While the Committee has the responsibilities and powers set forth below in this charter under the headings “Authority” and “Responsibilities and Processes”, it is not the duty of the Committee to conduct audits or to determine that Leroy’s financial statements are fairly presented and are in accordance with generally accepted accounting principles. Management is responsible for the preparation of financial statements in accordance with generally accepted accounting principles. It is the role of the independent auditor to audit the financial statements.

Authority

The Committee is granted the authority to investigate any matter brought to its attention, with full access to all books, records, facilities and personnel of Leroy. The Committee has the power to engage and determine funding for outside counsel or other experts or advisors as the Committee deems necessary for these purposes and as otherwise necessary or appropriate to carry out its duties. Leroy shall provide appropriate funding, as determined by the Committee, for payment of compensation to any registered public accounting firm engaged for the purpose of preparing or issuing an audit report or performing other audit, review or attest services for Leroy and for any



advisors employed by the Committee as well as for the payment of ordinary administrative expenses of the Committee that are necessary or appropriate in carrying out it duties.

Responsibilities and Processes

The Committee’s primary responsibilities include:

Overseeing Leroy’s financial reporting process on behalf of the Board and reporting the results or findings of its oversight activities to the Board.

.Having sole authority to appoint, retain and oversee the work of Leroy’s independent auditor and establishing the compensation to be paid to the independent auditor. Leroy’s independent auditor shall report directly to the Committee

Establishing procedures for the receipt, retention and treatment of complaints regarding accounting, internal accounting controls and/or auditing matters for the confidential, anonymous submission by Leroy’s employees of concerns regarding questionable accounting or auditing matters.

.Pre-approving all audit services and permissible non-audit services as may be amended from time to time.

Overseeing Leroy’s system to monitor and manage risk, and legal and ethical compliance programs, including the establishment and administration (including the grant of any waiver from) a written code of ethics applicable to each of Leroy’s principal executive officer, principal financial officer, principal accounting officer or controller or persons performing similar functions.

The Committee, in carrying out its responsibilities, believes its policies and procedures should remain flexible in order to react more effectively to changing conditions and circumstances. The Committee shall take the appropriate actions to set the overall corporate “tone” for quality financial reporting, sound business risk practices and ethical behaviour.
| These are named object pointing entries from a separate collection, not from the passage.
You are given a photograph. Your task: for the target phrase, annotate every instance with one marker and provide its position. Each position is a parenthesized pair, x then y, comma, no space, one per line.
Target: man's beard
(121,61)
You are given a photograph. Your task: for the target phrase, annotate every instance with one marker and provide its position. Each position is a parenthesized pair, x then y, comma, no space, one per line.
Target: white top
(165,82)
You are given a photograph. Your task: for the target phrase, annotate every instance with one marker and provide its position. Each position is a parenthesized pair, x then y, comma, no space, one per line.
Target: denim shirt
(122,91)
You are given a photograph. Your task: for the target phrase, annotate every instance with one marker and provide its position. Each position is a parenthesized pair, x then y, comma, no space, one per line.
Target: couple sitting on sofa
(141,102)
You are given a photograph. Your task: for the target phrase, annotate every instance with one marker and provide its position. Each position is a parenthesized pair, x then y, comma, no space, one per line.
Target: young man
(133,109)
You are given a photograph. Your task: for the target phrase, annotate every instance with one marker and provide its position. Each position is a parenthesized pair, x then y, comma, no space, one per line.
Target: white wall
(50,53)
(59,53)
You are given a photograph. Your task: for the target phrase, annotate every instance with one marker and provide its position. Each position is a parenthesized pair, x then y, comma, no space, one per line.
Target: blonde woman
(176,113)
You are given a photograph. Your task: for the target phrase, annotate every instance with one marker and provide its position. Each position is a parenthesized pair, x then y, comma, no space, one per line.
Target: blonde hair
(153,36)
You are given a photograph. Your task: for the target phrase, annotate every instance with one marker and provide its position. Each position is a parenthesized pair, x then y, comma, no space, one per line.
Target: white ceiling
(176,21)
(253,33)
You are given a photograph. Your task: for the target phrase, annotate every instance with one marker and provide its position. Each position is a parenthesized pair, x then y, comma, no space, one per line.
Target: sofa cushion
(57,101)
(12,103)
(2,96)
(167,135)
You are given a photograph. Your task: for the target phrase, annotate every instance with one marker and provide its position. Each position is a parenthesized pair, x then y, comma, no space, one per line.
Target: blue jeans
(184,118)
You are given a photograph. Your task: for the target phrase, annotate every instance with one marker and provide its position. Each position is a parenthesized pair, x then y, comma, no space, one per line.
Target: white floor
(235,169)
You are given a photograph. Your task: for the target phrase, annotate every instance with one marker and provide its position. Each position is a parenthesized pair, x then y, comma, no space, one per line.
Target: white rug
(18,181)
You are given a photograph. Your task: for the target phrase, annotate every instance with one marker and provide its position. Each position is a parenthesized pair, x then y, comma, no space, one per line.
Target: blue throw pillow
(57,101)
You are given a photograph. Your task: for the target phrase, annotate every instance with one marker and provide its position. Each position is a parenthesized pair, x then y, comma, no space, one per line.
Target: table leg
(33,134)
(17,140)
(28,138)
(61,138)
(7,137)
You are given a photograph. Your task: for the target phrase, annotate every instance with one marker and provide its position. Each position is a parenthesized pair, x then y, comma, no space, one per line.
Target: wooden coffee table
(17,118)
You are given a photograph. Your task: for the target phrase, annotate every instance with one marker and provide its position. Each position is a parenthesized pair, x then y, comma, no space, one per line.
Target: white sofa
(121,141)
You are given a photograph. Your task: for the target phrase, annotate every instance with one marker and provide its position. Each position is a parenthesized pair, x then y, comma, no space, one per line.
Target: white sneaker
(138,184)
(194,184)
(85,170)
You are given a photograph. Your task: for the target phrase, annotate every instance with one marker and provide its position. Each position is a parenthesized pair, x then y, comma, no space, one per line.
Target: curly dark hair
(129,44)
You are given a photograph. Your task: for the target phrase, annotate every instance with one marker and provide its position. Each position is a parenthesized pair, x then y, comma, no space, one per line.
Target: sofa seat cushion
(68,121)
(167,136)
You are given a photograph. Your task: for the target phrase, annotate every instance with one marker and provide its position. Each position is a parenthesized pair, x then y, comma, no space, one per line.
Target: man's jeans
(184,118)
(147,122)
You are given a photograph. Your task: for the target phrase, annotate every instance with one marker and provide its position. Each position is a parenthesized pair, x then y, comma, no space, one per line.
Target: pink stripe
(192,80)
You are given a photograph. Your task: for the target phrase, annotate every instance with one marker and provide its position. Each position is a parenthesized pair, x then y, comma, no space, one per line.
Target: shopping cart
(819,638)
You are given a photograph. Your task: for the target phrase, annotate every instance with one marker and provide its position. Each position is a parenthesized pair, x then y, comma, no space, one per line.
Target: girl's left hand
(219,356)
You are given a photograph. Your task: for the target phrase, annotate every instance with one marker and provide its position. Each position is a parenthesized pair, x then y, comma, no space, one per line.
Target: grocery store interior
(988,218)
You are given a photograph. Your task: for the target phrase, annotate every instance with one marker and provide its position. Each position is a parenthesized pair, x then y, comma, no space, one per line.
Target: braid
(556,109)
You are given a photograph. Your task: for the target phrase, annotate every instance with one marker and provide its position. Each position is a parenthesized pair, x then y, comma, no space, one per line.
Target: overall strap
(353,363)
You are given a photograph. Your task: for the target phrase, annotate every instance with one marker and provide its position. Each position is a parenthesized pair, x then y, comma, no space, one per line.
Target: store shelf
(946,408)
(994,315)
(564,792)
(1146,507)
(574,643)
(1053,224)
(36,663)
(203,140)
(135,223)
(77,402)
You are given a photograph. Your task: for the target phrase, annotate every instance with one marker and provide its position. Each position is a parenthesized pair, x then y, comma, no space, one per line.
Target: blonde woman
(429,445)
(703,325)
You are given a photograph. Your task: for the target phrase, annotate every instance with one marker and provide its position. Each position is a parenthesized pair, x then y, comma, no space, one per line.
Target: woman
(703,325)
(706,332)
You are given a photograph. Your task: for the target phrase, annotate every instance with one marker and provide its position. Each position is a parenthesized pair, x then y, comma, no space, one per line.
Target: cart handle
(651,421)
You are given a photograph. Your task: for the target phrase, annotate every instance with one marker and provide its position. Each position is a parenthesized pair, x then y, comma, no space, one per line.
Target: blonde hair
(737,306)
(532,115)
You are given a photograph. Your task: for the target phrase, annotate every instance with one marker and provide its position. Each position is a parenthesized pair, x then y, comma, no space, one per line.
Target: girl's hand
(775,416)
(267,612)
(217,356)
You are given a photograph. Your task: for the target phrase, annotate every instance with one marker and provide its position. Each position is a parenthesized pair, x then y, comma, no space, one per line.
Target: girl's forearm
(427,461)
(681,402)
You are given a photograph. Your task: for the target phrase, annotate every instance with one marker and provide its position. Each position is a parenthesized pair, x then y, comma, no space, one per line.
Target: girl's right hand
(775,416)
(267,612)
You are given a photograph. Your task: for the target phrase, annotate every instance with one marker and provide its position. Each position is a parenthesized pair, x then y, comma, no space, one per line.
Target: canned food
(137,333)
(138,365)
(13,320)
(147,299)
The following shall be the principal recurring processes of the Committee relating to its oversight responsibilities. These processes are set forth as a guide, with the understanding that the Committee may supplement them as appropriate and is not intended be a comprehensive list of all the actions that the Committee will take in discharging its duties. These processes are:

Discussing with the independent auditor the objectivity and independence of the auditor and any relationships that may impact the auditor’s objectivity or independence and receiving from the independent auditor disclosures regarding its independence and written affirmation that the independent auditor is in fact independent, and taking any action, or recommending that the Board take appropriate action to oversee the independence of the independent auditor.

Overseeing the independent auditor relationship by discussing with the auditor the nature and scope of the audit process, receiving and reviewing audit reports, and providing the auditor full access to the Committee to report on any and all appropriate matters. The Committee has the sole authority to resolve disagreements, if any, between management and the independent auditor.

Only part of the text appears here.